Das Resultat: Der Interviewte unterhält sich mit Morris, als
würden sie sich Auge in Auge gegenüber sitzen, und redet
dabei doch direkt in die Kamera - ohne bewusst zum Publikum zu sprechen.
Das Ergebnis ist als Interview-Erlebnis einzigartig: McNamara spricht
mit dem Zuschauer ohne die Gesten und Attitüden, die direkte
Kommunikation in eine Kamera für gewöhnlich mit sich bringt.

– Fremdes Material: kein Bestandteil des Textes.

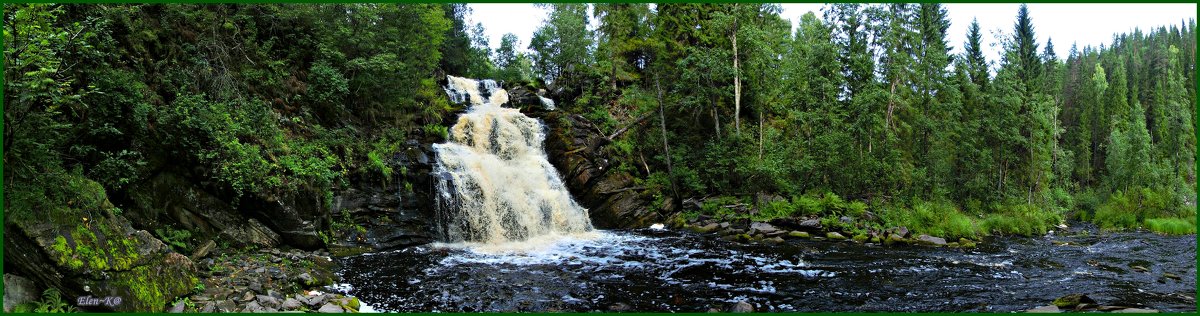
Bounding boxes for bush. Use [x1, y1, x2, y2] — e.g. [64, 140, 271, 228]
[1146, 217, 1196, 234]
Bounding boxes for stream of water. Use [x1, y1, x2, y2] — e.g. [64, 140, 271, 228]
[340, 228, 1196, 311]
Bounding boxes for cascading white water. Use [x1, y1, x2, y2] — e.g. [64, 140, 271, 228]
[433, 76, 592, 245]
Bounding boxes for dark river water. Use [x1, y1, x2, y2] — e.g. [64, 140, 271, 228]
[338, 224, 1196, 311]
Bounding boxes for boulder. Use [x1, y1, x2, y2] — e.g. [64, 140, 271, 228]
[4, 275, 41, 312]
[750, 222, 780, 234]
[799, 220, 821, 231]
[917, 234, 946, 246]
[4, 201, 198, 312]
[731, 300, 754, 312]
[1054, 293, 1096, 309]
[787, 231, 810, 239]
[317, 303, 346, 312]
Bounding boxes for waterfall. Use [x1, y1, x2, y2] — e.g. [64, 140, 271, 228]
[433, 76, 592, 244]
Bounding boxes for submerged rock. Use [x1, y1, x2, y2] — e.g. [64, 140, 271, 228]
[732, 300, 754, 312]
[1054, 294, 1096, 309]
[917, 234, 946, 246]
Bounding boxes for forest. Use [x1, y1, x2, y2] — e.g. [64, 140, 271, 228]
[2, 4, 1196, 306]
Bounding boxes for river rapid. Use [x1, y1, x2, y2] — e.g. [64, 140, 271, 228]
[338, 226, 1196, 311]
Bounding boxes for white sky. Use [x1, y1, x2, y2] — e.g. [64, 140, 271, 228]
[469, 4, 1196, 67]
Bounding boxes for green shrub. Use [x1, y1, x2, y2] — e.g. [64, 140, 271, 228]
[1146, 216, 1196, 234]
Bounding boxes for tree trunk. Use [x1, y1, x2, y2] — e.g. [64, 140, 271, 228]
[647, 74, 679, 199]
[733, 14, 742, 136]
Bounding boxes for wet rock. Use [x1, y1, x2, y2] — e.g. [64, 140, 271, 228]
[167, 300, 187, 312]
[240, 291, 254, 302]
[280, 298, 304, 310]
[917, 234, 946, 246]
[692, 222, 720, 233]
[241, 302, 263, 312]
[1054, 294, 1096, 309]
[200, 302, 217, 312]
[4, 273, 38, 312]
[750, 222, 780, 234]
[1112, 308, 1158, 314]
[1025, 305, 1062, 314]
[799, 220, 821, 229]
[296, 273, 317, 285]
[191, 239, 217, 261]
[317, 303, 346, 312]
[256, 296, 281, 309]
[787, 231, 811, 239]
[732, 300, 754, 312]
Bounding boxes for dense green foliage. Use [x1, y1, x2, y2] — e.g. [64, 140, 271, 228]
[530, 4, 1196, 237]
[4, 4, 1196, 239]
[4, 4, 482, 223]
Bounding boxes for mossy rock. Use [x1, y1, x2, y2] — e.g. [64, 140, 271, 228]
[1054, 294, 1096, 309]
[787, 231, 812, 239]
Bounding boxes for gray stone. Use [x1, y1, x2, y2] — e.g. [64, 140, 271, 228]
[241, 302, 263, 312]
[296, 273, 316, 285]
[256, 296, 280, 309]
[917, 234, 946, 246]
[167, 300, 187, 312]
[750, 222, 779, 234]
[1025, 305, 1062, 314]
[192, 239, 217, 261]
[280, 298, 304, 310]
[217, 300, 238, 312]
[200, 302, 217, 312]
[733, 300, 754, 312]
[317, 303, 346, 312]
[4, 273, 37, 312]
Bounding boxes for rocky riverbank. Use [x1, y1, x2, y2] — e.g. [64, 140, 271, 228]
[674, 215, 979, 248]
[168, 249, 362, 312]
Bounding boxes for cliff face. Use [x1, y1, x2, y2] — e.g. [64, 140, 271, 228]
[529, 111, 665, 228]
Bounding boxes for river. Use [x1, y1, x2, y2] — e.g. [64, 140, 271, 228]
[338, 225, 1196, 311]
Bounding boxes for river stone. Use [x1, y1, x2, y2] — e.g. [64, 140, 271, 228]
[256, 296, 280, 309]
[317, 303, 346, 312]
[1112, 308, 1158, 314]
[733, 300, 754, 312]
[280, 298, 304, 310]
[750, 222, 779, 234]
[241, 302, 263, 312]
[917, 234, 946, 246]
[192, 239, 217, 261]
[1054, 294, 1096, 309]
[1025, 305, 1062, 314]
[167, 300, 187, 314]
[4, 273, 37, 312]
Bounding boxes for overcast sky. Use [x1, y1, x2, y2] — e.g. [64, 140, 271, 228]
[470, 4, 1196, 67]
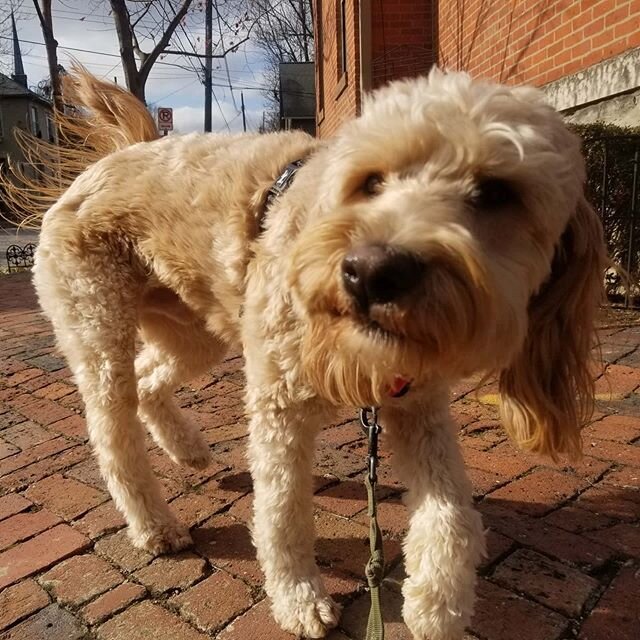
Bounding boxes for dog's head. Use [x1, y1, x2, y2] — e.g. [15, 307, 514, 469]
[290, 71, 605, 455]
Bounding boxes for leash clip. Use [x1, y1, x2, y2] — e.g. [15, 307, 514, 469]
[360, 407, 382, 483]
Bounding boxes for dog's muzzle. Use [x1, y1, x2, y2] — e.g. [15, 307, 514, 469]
[342, 244, 425, 314]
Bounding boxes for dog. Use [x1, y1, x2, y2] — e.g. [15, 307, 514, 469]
[5, 70, 606, 640]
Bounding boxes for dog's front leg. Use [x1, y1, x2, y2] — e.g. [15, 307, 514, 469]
[249, 393, 339, 638]
[383, 406, 484, 640]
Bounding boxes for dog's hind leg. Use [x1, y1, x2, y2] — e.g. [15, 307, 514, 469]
[242, 382, 340, 638]
[380, 402, 484, 640]
[136, 300, 225, 469]
[34, 248, 191, 553]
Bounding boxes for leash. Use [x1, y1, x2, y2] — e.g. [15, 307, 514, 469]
[360, 407, 384, 640]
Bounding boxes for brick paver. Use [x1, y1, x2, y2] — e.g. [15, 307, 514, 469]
[0, 274, 640, 640]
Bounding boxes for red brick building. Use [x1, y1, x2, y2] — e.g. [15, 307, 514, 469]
[314, 0, 640, 136]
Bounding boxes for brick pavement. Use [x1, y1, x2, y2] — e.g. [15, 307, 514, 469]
[0, 274, 640, 640]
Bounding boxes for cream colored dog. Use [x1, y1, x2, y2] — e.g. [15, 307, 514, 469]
[8, 71, 605, 640]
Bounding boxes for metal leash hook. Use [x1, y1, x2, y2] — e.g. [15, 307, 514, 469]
[360, 407, 384, 640]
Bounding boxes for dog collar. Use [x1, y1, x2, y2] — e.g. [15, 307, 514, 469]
[258, 160, 304, 233]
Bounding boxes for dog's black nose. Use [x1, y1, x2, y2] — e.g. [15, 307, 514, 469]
[342, 245, 424, 311]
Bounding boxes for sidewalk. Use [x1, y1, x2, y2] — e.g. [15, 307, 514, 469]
[0, 274, 640, 640]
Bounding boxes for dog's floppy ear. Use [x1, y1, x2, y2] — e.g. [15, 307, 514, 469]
[500, 196, 606, 458]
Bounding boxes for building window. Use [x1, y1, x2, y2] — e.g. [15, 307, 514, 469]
[47, 115, 56, 142]
[31, 105, 41, 137]
[336, 0, 347, 78]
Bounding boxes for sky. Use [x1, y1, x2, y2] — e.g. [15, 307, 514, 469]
[0, 0, 264, 133]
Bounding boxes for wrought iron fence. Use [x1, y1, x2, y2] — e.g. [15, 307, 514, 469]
[582, 132, 640, 306]
[7, 242, 36, 273]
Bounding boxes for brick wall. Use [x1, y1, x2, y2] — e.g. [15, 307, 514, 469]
[438, 0, 640, 85]
[371, 0, 436, 87]
[314, 0, 360, 137]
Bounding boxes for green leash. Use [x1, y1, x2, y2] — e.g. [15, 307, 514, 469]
[360, 407, 384, 640]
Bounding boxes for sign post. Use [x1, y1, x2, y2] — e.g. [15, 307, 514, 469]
[158, 107, 173, 136]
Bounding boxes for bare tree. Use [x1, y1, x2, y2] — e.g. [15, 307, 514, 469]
[109, 0, 191, 102]
[247, 0, 314, 129]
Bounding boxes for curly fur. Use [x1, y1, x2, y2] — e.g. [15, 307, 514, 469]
[1, 70, 605, 640]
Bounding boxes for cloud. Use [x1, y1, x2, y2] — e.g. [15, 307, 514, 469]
[0, 0, 272, 133]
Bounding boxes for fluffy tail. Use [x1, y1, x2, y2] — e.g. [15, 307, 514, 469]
[0, 65, 159, 228]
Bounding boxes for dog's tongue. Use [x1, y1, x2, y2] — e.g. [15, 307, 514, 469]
[389, 376, 411, 398]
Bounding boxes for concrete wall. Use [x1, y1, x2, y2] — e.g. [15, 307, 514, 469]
[438, 0, 640, 86]
[543, 46, 640, 126]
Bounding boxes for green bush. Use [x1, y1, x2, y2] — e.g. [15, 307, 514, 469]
[570, 123, 640, 298]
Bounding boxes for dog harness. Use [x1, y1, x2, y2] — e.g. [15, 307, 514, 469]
[258, 160, 304, 233]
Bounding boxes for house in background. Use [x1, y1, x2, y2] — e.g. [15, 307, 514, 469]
[314, 0, 640, 137]
[280, 62, 316, 135]
[0, 12, 55, 205]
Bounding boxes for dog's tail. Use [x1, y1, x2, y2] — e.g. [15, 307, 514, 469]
[0, 65, 159, 228]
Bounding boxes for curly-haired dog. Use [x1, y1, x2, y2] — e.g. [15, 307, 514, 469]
[12, 71, 605, 640]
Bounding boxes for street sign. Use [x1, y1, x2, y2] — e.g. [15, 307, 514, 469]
[158, 107, 173, 131]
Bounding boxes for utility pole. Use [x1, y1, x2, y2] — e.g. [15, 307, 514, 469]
[204, 0, 213, 133]
[240, 91, 247, 131]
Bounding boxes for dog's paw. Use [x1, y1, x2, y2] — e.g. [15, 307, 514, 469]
[402, 580, 470, 640]
[272, 581, 340, 638]
[129, 520, 193, 555]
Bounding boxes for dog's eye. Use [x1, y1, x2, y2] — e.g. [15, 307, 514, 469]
[471, 178, 517, 209]
[362, 173, 383, 196]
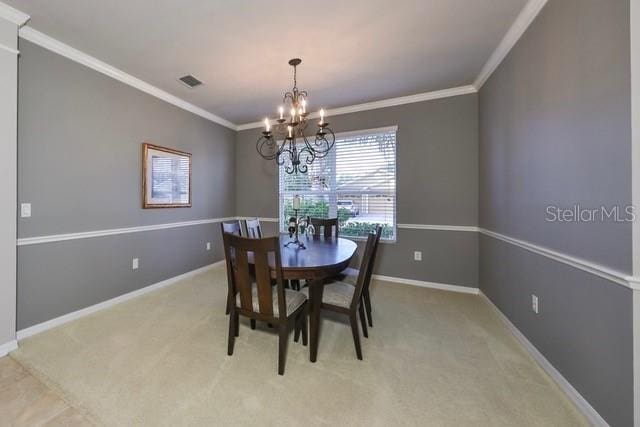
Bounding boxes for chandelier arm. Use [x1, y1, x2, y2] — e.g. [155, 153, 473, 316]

Anstatt einfach nur der Chronologie der geläufigen Ereignisse
zu folgen, strukturiert Morris seinen Film zusätzlich nach
elf zentralen Lehrsätzen von McNamara, welche die Essenz seiner
Jahrzehnte langen Erfahrung in der Globalpolitik wiedergeben. Das
beginnt mit leicht ersichtlichen Grundsätzen intelligenter
Diplomatie ("Versetze Dich in Deinen Feind"), die aber
auch ranghöchste Führungspersonen ihrer Zeit erst einmal
lernen mussten, und geht weiter mit scheinbar simplen menschlichen
Wahrnehmungsproblemen ("Glauben und Sehen sind oft falsch"),
die fatale historische Folgen haben können. So gibt McNamara
hier offen zu, dass der vermeintliche Angriff auf ein US-amerikanisches
Kriegsschiff, der letztlich der Stein des Anstoßes für
die Eskalation des Vietnam-Konfliktes war, höchstwahrscheinlich
nie stattgefunden hat - Phantom-Torpedos, deren tatsächliche
Existenz mehr als angezweifelt werden muss.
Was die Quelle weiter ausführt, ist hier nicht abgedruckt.